そのような場合、mapreduce.tasktracker.outofband.heartbeat(mapred-site.xml)にtrueを指定します。これにより、タスクが割り当てられていないスロットを持つTaskTrackerは即時にタスク割り当てをJobTrackerに要求するため、起動の時刻差を短縮することができます。本製品のデフォルトの設定はfalseです。
参考
タスク試行の遅延原因は、タスクログ、TaskTrackerログ、およびシステムログの内容などから特定します。各ログファイルの出力ディレクトリは「17.4.3 ログファイルの一覧」を参照してください。また、OSのsarコマンド等でスレーブサーバの稼働状況を監視している場合には、それも参考となります。
作業ファイルが過剰に作成されていないか
作業ファイルは、Mapタスクがメモリ上でソート処理できなくなった段階で書き出されます。Mapタスクに十分なメモリが割り当てられている場合、作業ファイルに書き出されるデータ数はMapタスクが出力したデータ数と同等になりますが、Mapタスクが出力するデータ量や個々のデータのサイズに依存して必要以上のデータ数を書き出してしまう場合があります。
bdpp_prtjobhistで出力したxlsxファイルの1シート目の『Map output records』と『Spilled Records』が同等かを確認します。同等でない場合には、以下のプロパティを変更し同等となるよう調整します。
io.sort.mb(mapred-site.xml)
Mapタスクに割り当てるソート用メモリ量をmapred.child.java.opts -Xmx(mapred-site.xml)の範囲内で調整します。デフォルトの設定ではmapred.child.java.opts -Xmxの50%の量をio.sort.mbとして使用します。増加させた分Mapタスクの実データ処理で利用可能なJava Heapは減少します。

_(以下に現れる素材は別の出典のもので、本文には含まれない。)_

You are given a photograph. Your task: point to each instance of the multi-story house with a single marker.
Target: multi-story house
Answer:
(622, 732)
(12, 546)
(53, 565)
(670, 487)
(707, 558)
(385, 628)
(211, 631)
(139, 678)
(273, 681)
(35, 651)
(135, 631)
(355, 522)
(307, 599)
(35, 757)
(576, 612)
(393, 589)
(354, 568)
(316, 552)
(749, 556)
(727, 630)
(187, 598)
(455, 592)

io.sort.record.percent(mapred-site.xml)
io.sort.mbに指定されたメモリのうち、管理領域として使用する割合を指定します。本製品のデフォルトの設定は0.05(5%)です。Mapタスクが出力するデータサイズが小さい場合、相対的に管理領域の消費が大きくなります。管理領域が不足した場合、io.sort.mbに余裕があるにも関わらず作業ファイルが作成されます。最適値は以下のように算出します。
16 / (16 + 『Map output bytes』/『Map output records』)
pdfs.fs.local.block.size(pdfs-site.xml)
Mapタスクが入力するデータ量(数)を調整し、結果としてMapタスクが出力するデータ量(数)がio.sort.mbの80%以内となるよう調整します。